[FOM] John Baez on David Corfield's book

[David Corfield]

I imagine the rest of this newsgroup is tiring of this discussion, so I'll
summarise my case and then call it a day.

Philosophy should treat a knowledge-acquiring discipline as the philosopher
R.G. Collingwood suggests:

There are two questions to be asked whenever anyone inquires into the nature
of any science: 'what is it like?' and 'what is it about?'.of these two
questions
the one I have put first must necessarily be asked before the one I have put
second,
but when in due course we come to answer the second we can only answer it by
a fresh and closer consideration of the first. (Collingwood, The Principles
of History,
OUP: 39-40). [I recommend the whole section pp. 39-44]

Taking mathematics to qualify as what Collingwood calls a 'going concern',
we
need to ask ourselves what it is like to think as a mathematician.  There
are, of
course, many things to be said in answer to this question. My interests lie
in
the way relatively recent mathematicians think, but we need to look at
earlier times
too. [See, eg., Mancosu's on 17th century mathematics.] I hope my book
stimulates philosophers to consider more of these ways than has been the
case in the past. From the NSF grants brought to our attention, we can see
that
understanding/explanation and applicability are on the agenda. Perhaps we
should stop to wonder why it has taken so long for this to be so.

One of the ways in which mathematicians think is to ask themselves whether
what they are doing is of any value. With the freedom gained by entering
Cantor's
paradise comes the responsibility of selecting important topics to think
about.
Von Neumann famously worries that
mathematicians may follow the path of least resistance and develop
abstractions
as art for art's sake. He recommends a return to empirical sources, unless
the path is being pursued by 'men of exquisite taste'. Rota tells us that
Ulam
would tease von Neumann that his continous geometries and vNeumann
algebras were pointless constructions far removed from the requirements
of empirical investigation. They turn out to have been the product of an
exquisite taste, with notable successes in Vaughn Jones' work on knots
and Connes' approach to the Riemann Hypothesis.
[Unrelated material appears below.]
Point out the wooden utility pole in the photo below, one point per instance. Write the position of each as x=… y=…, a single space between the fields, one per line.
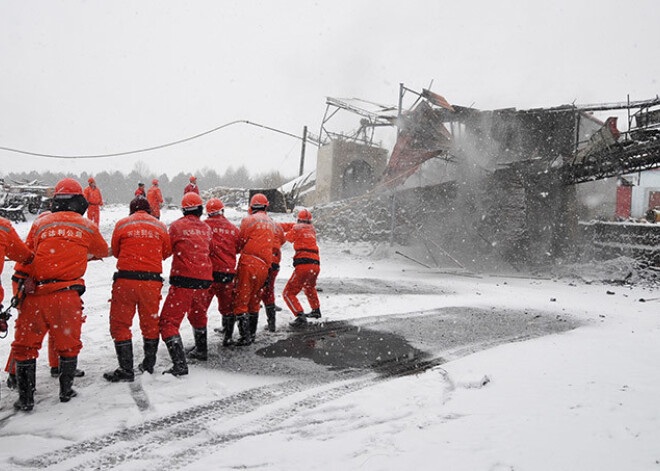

I was asked why philosophers should learn what a vector bundle is. Well,
given that modern particle physics is expressed in the language of gauge
theory, and that gauge theory uses the mathematical language of connections
on vector bundles, anyone interested in the changing relationship between
mathematics and physics could tell us a great deal by studying the
development of these concepts. The 1950-75 period is especially interesting
because of a lack of dialogue between the parties, in the West at any rate,
culminating in a reconciliation in the late 70s. Since then interaction has
been intense.

In the mid-70s the physicist Yang was very surprised to find that geometers
such as Chern had developed such similar concepts. Chern responded that
the notions he had devised were 'natural', forced upon him. This perception
of a lack of freedom is something that interests me greatly. Restrictions
are clearly much tighter than being logically consistent.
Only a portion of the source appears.